About four o’clock an abrupt knock at the door struck sharply on the heart of Madame Grandet.

“What can have happened to your father?” she said to her daughter.

Grandet entered joyously. After taking off his gloves, he rubbed his hands hard enough to take off their skin as well, if his epidermis had not been tanned and cured like Russia leather,—saving, of course, the perfume of larch-trees and incense. Presently his secret escaped him.

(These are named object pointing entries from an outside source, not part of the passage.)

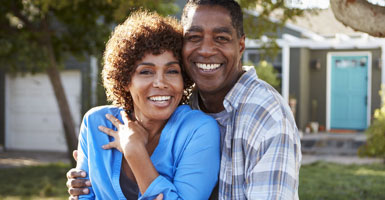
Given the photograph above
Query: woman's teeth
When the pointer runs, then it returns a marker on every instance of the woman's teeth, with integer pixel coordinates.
(160, 98)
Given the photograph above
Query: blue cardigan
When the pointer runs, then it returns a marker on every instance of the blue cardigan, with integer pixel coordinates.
(186, 158)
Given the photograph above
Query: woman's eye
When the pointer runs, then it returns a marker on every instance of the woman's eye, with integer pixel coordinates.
(145, 72)
(173, 71)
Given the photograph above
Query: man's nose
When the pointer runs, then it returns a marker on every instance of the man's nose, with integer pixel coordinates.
(207, 47)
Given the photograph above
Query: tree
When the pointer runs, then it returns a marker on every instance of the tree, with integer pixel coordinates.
(39, 35)
(272, 16)
(360, 15)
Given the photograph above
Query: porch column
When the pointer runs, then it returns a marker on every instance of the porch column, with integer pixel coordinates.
(285, 71)
(383, 72)
(94, 79)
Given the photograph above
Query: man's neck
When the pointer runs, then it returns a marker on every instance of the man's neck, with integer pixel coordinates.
(210, 103)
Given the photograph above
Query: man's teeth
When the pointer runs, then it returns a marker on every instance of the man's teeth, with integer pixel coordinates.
(208, 66)
(160, 98)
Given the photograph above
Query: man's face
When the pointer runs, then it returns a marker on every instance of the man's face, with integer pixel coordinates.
(212, 49)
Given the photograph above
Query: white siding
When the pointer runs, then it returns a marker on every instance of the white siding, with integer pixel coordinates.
(32, 116)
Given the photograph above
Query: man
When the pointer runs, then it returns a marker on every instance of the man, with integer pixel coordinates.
(260, 141)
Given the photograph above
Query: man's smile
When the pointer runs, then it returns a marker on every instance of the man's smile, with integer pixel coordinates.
(208, 67)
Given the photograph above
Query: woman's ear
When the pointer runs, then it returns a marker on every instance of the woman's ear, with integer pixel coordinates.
(127, 88)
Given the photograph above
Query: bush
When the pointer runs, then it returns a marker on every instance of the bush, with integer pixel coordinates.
(266, 72)
(375, 134)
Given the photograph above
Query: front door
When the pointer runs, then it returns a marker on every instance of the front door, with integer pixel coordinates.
(349, 89)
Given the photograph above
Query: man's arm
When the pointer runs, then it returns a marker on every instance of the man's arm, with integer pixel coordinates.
(273, 168)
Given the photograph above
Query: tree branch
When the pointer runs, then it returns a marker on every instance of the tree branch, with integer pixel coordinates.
(360, 15)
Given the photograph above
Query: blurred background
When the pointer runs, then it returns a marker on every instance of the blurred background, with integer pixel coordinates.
(324, 57)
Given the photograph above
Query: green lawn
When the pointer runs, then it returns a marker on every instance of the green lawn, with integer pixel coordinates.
(334, 181)
(317, 181)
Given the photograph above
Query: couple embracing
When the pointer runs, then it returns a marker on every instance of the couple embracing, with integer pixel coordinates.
(186, 117)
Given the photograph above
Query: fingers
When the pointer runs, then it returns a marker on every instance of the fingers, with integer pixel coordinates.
(78, 191)
(116, 122)
(109, 145)
(76, 173)
(73, 198)
(124, 117)
(75, 155)
(106, 130)
(78, 183)
(159, 197)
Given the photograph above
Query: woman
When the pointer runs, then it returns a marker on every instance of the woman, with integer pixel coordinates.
(162, 147)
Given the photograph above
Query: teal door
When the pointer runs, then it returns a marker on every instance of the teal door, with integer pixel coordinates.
(349, 83)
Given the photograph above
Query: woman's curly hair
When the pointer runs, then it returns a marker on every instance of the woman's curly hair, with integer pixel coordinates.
(143, 32)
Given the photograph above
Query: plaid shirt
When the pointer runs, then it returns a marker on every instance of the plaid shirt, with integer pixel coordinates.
(261, 153)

“Wife,” he said, without stuttering, “I’ve trapped them all! Our wine is sold! The Dutch and the Belgians have gone. I walked about the market-place in front of their inn, pretending to be doing nothing. That Belgian fellow—you know who I mean—came up to me. The owners of all the good vineyards have kept back their vintages, intending to wait; well, I didn’t hinder them. The Belgian was in despair; I saw that. In a minute the bargain was made. He takes my vintage at two hundred francs the puncheon, half down. He paid me in gold; the notes are drawn. Here are six louis for you. In three months wines will have fallen.”

These words, uttered in a quiet tone of voice, were nevertheless so bitterly sarcastic that the inhabitants of Saumur, grouped at this moment in the market-place and overwhelmed by the news of the sale Grandet had just effected, would have shuddered had they heard them. Their panic would have brought the price of wines down fifty per cent at once.

“Did you have a thousand puncheons this year, father?”

“Yes, little one.”

That term applied to his daughter was the superlative expression of the old miser’s joy.

“Then that makes two hundred thousand pieces of twenty sous each?”

“Yes, Mademoiselle Grandet.”

“Then, father, you can easily help Charles.”